One suggestion from a panelist: boards must look at new governance models that involve integration with other providers. This could dramatically increase cooperation.

Britain – Frank Dobson Tour

CUPE brought the former UK Health Minister Frank Dobson to Ontario to explain the perils of privatized, market based health care delivery. His key point: contracting for services adds extra administrative costs, which a cooperative system simply does not have. The worst-case example of this is the US system, which need an enormous bureaucracy to oversee all of its prices and contracts, wasting billions on administration. But fee for service funding the British system has also brought greatly increased administrative costs.

Dobson’s tour (done in conjunction with the Health Coalition) proved successful, garnering significant media attention, and providing useful information and education to public health care campaigners in Ontario about the threat of market health care delivery.

We may wish to examine the administrative waste in the privatized US system in the future, as a way of furthering our campaign.

Long Term Care: Bill 140 (The Long Term Care Homes Act, 2007) is moving to Royal Assent. A concerted campaign, led by the Ontario Health Coalition, with strong support from CUPE Ontario, has achieved some gains. It now appears that the government will re-introduce a minimum number of hours of daily care for LTC residents. This is an important gain for residents and LTC staff.

Here we appear to have actually moved the yard sticks modestly forward for residents, families, and workers, rather than simply stopped an attack!

It is also a small victory for hospital workers in complex continuing care. A minimum staffing standard will make it somewhat less attractive to transfer patients from hospitals, where more care is provided, to LTC facilities.
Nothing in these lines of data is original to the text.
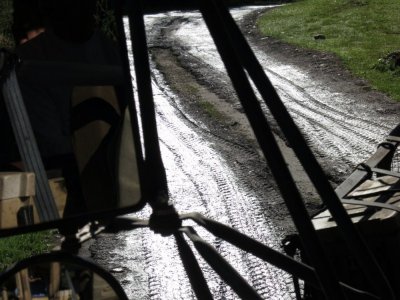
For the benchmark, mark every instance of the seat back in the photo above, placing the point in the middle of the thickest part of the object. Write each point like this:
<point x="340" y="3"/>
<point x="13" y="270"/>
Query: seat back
<point x="104" y="148"/>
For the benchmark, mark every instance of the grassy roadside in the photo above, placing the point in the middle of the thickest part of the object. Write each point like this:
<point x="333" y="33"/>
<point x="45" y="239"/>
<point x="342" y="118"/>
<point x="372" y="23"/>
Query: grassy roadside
<point x="15" y="248"/>
<point x="360" y="32"/>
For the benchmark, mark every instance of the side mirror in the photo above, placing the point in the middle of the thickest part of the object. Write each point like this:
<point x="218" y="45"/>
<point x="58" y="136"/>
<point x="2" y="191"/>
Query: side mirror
<point x="101" y="175"/>
<point x="59" y="276"/>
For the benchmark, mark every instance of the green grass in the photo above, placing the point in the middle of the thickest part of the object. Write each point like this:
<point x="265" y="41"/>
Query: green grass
<point x="360" y="32"/>
<point x="15" y="248"/>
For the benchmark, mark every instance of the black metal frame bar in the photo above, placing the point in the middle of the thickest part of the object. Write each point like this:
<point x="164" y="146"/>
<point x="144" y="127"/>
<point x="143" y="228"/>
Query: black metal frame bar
<point x="239" y="58"/>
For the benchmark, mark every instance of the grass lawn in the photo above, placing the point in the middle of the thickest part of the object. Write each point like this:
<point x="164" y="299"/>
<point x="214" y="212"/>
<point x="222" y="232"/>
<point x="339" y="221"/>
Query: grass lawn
<point x="360" y="32"/>
<point x="15" y="248"/>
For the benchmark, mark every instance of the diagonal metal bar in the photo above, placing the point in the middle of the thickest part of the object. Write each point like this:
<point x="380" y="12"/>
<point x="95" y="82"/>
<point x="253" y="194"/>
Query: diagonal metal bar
<point x="313" y="248"/>
<point x="365" y="257"/>
<point x="45" y="204"/>
<point x="256" y="248"/>
<point x="157" y="186"/>
<point x="193" y="270"/>
<point x="221" y="266"/>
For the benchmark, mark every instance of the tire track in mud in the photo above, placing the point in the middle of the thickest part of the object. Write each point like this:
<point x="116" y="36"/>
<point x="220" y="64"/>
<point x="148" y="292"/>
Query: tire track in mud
<point x="247" y="216"/>
<point x="337" y="126"/>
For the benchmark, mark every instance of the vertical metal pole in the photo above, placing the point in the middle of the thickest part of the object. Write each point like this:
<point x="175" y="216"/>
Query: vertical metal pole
<point x="153" y="161"/>
<point x="266" y="140"/>
<point x="46" y="207"/>
<point x="354" y="240"/>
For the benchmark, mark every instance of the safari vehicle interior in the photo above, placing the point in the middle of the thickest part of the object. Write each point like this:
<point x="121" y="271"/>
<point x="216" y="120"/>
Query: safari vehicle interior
<point x="359" y="219"/>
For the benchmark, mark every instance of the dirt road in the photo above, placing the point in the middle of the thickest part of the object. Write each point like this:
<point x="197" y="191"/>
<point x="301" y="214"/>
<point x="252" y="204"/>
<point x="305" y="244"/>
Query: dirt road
<point x="213" y="163"/>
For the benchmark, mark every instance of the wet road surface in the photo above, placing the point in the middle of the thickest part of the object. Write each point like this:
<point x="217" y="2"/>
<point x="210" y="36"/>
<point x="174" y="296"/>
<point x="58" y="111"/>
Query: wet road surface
<point x="201" y="179"/>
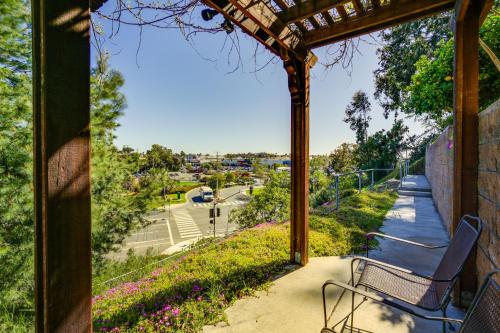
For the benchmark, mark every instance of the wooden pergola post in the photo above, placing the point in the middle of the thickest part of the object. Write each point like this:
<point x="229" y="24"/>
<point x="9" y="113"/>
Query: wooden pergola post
<point x="298" y="84"/>
<point x="468" y="15"/>
<point x="61" y="107"/>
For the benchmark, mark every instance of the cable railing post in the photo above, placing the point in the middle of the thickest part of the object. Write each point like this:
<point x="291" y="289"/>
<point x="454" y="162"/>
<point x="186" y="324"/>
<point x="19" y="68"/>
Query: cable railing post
<point x="359" y="181"/>
<point x="400" y="174"/>
<point x="337" y="198"/>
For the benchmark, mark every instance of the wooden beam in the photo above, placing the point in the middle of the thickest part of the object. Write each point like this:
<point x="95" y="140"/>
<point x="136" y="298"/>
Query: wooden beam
<point x="342" y="12"/>
<point x="61" y="108"/>
<point x="328" y="18"/>
<point x="283" y="6"/>
<point x="358" y="7"/>
<point x="298" y="84"/>
<point x="462" y="7"/>
<point x="396" y="12"/>
<point x="260" y="21"/>
<point x="465" y="125"/>
<point x="307" y="9"/>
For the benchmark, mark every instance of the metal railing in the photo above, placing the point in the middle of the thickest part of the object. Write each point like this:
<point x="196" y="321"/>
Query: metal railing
<point x="360" y="184"/>
<point x="403" y="166"/>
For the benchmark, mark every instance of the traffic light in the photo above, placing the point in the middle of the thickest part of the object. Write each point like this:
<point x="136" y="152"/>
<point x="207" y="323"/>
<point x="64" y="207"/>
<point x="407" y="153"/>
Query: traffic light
<point x="212" y="211"/>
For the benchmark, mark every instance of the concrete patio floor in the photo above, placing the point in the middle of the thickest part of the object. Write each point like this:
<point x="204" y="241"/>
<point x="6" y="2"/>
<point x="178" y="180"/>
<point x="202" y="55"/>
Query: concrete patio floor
<point x="294" y="302"/>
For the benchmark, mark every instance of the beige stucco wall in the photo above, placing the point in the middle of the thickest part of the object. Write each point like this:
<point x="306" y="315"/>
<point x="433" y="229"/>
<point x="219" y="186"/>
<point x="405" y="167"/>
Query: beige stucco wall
<point x="439" y="172"/>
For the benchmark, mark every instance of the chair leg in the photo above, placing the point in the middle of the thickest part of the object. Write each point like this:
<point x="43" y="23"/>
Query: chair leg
<point x="352" y="310"/>
<point x="444" y="316"/>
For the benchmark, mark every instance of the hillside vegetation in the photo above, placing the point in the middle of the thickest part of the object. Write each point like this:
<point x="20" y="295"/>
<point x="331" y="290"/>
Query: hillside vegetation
<point x="193" y="291"/>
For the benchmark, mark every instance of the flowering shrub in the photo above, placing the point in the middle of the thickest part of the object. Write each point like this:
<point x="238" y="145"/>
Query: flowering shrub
<point x="193" y="291"/>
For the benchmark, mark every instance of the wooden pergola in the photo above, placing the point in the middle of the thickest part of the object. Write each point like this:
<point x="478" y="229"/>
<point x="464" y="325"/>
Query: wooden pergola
<point x="61" y="105"/>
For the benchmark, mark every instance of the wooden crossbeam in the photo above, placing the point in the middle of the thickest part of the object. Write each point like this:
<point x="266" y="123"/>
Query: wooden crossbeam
<point x="396" y="12"/>
<point x="462" y="6"/>
<point x="307" y="9"/>
<point x="314" y="22"/>
<point x="358" y="7"/>
<point x="342" y="12"/>
<point x="328" y="18"/>
<point x="261" y="22"/>
<point x="282" y="4"/>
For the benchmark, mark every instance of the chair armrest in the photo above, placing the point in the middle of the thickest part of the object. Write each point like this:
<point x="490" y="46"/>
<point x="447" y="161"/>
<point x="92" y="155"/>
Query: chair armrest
<point x="378" y="234"/>
<point x="382" y="300"/>
<point x="401" y="269"/>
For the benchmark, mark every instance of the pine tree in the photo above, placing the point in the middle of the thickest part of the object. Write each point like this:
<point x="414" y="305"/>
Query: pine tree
<point x="357" y="115"/>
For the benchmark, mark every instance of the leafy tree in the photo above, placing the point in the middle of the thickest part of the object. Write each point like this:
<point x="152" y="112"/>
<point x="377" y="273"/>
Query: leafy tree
<point x="403" y="46"/>
<point x="430" y="94"/>
<point x="157" y="182"/>
<point x="383" y="148"/>
<point x="230" y="177"/>
<point x="162" y="157"/>
<point x="114" y="212"/>
<point x="344" y="158"/>
<point x="270" y="204"/>
<point x="318" y="162"/>
<point x="357" y="115"/>
<point x="217" y="180"/>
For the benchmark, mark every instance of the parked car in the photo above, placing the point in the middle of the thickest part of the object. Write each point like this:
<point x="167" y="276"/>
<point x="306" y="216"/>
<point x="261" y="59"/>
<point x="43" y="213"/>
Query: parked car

The OHC: The Ontario Health Coalition continues to be a very valuable ally on public private partnerships, health care privatization, long term care reform, and restructuring. I want to encourage CUPE locals to continue to work with (and fund) the OHC and its local affiliates. Their struggle for universal, accessible and public health care is our struggle.

Public Private Partnerships

The provincial Liberal government continues to pursue “P3” hospital projects. However, with the Health Coalition community plebiscites (supported by CUPE), the government has made a significant concession; only “hard” maintenance services (e.g. maintaining the HVAC, or the electrical system) and some non-patient “soft” services (e.g. parking, security, cafeteria) may be included in the deals. This should greatly narrow the scope of the privatization. Nevertheless, some jobs will still be privatized, and long term private financing (which costs more) still continues.
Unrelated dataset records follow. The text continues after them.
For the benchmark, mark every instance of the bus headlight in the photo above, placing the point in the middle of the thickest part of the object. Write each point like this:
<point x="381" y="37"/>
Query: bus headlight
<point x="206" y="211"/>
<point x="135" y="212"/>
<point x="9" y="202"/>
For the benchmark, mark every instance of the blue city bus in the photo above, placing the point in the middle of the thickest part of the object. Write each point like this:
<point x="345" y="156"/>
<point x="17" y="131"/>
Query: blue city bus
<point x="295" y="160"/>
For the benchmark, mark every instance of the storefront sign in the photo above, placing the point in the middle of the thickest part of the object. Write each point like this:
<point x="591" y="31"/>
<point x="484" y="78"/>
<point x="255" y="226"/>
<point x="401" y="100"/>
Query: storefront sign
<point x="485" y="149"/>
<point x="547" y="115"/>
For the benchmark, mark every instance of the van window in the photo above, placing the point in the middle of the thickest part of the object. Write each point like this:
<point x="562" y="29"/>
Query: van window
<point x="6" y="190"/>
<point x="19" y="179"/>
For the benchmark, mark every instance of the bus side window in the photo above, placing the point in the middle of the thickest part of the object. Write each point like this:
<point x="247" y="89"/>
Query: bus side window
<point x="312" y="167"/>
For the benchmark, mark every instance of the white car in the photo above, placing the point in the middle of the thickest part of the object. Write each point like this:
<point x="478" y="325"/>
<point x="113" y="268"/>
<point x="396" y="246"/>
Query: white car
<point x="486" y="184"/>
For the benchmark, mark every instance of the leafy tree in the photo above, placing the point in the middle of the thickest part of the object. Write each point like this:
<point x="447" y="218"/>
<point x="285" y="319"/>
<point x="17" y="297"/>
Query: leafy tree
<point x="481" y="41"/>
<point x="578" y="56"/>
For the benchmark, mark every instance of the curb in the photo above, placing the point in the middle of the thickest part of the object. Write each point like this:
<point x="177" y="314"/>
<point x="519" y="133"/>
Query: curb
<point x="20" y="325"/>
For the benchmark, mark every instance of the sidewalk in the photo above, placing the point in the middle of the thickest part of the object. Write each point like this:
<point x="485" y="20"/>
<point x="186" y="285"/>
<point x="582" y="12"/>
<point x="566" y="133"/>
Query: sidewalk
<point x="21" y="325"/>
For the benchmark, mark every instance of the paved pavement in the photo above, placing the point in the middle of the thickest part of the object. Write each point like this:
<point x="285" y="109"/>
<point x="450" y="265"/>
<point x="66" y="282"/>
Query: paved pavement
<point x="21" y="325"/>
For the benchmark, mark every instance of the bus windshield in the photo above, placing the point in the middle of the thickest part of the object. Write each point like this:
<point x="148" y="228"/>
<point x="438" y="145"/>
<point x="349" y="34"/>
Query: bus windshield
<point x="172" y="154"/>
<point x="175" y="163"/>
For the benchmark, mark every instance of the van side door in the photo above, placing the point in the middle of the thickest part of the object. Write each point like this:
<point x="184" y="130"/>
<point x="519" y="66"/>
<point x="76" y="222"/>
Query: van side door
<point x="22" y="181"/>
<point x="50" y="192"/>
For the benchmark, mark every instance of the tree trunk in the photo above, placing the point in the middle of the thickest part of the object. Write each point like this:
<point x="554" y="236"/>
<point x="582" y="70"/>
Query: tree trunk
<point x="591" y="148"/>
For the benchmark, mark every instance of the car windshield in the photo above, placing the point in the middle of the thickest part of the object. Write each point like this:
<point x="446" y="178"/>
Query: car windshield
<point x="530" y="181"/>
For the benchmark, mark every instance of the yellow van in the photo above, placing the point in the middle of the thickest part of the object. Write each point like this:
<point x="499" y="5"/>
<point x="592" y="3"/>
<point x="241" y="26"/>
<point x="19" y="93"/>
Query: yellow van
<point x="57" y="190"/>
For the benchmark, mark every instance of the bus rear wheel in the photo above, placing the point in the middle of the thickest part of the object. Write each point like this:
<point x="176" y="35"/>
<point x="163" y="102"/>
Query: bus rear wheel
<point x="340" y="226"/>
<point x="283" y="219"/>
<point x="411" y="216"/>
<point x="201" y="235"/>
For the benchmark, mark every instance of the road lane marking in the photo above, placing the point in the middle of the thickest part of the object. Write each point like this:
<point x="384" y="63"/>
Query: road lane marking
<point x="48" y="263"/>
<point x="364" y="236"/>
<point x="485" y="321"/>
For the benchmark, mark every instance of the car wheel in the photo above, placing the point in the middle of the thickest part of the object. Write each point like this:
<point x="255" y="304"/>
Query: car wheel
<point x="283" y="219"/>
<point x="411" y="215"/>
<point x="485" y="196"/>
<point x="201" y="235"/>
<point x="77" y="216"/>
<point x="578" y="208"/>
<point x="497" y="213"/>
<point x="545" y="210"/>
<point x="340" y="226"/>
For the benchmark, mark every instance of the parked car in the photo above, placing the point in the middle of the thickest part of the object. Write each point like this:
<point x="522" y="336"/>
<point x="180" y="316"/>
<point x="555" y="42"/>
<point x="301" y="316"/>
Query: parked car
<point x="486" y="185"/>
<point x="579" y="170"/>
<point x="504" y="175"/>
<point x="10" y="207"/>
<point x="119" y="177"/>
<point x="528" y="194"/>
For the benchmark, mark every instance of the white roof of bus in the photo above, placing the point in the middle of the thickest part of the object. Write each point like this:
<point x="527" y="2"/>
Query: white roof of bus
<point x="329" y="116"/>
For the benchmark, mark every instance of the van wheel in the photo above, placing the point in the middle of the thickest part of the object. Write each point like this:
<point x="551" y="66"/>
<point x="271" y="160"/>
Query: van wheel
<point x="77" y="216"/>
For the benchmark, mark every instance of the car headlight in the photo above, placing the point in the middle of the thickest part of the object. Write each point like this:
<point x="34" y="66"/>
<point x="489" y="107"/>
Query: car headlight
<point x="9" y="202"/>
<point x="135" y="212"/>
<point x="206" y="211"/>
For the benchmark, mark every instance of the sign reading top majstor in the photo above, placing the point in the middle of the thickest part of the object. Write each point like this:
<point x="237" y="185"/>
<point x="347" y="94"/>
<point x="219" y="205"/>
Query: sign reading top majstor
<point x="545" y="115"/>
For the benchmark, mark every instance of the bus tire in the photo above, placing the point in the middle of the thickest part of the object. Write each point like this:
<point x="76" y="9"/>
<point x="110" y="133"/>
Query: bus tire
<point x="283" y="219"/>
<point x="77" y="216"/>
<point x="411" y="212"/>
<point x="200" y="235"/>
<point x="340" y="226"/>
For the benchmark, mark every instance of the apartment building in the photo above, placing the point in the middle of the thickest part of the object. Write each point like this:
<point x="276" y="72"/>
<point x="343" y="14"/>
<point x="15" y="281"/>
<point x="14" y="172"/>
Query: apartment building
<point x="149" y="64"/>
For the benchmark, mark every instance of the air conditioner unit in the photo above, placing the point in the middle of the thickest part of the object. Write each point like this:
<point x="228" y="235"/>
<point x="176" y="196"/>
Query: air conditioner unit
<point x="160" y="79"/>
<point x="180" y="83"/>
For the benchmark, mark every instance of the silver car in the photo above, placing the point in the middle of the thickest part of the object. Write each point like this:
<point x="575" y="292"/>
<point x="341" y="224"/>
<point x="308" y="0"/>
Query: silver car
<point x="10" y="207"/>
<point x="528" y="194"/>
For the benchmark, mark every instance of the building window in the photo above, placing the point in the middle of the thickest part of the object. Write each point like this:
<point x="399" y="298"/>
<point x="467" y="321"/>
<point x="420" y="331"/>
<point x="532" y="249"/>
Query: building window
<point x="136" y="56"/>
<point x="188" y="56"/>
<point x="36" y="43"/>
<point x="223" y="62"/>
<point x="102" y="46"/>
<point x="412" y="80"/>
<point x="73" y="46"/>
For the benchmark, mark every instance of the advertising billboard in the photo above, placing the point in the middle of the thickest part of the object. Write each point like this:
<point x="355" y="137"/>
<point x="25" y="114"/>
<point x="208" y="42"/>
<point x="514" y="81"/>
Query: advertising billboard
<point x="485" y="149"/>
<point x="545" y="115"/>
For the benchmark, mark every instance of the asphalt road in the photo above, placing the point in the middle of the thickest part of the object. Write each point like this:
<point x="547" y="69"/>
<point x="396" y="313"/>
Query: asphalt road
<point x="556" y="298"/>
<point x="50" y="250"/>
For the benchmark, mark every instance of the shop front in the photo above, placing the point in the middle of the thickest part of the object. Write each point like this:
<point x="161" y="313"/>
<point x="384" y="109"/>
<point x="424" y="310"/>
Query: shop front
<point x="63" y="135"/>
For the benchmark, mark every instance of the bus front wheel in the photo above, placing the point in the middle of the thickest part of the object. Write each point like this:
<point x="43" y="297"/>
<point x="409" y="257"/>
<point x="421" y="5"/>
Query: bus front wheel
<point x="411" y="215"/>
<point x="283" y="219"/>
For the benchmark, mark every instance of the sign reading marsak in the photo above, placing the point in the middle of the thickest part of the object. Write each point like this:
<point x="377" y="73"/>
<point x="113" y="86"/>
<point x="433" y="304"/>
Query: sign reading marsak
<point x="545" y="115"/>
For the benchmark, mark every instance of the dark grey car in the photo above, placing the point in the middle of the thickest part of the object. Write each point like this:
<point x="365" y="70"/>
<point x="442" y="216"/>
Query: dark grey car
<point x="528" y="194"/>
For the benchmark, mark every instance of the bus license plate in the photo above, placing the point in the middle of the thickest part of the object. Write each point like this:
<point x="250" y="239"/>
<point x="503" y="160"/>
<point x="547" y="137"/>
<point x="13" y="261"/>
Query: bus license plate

This issue continues to be a major issue in the local communities saddled with these projects. We expect about twelve or thirteen such projects. It is apparent that many other hospital projects (perhaps 25) will not be blighted by long term private financing and the privatization of jobs.

The campaign, including community plebiscites, to stop these P3s will continue.

Hospital Acquired Infections (HAIs)

OCHU and CUPE have campaigned on HAIs (such C. Difficile, MRSA, and VRE) for several years, connecting it to the need for high quality, publicly delivered health care support services. In the past year, HAIs have finally become a major news issue. Importantly, the media has often (but not always) connected this issue to the need for high quality hospital cleaning.

The issue has tremendous potential for us to demonstrate the vital role of hospital support services, an issue too often dismissed as “auxiliary” or “hotel” services by pro-corporate ideologues.

CUPE Health Care Workers Across Canada

Work through the CUPE National Health Care Committee continues to be an important way to broaden and deepen our struggle for public health care. The scary role of Stephen Harper and the federal Conservative government may well make this work even more important.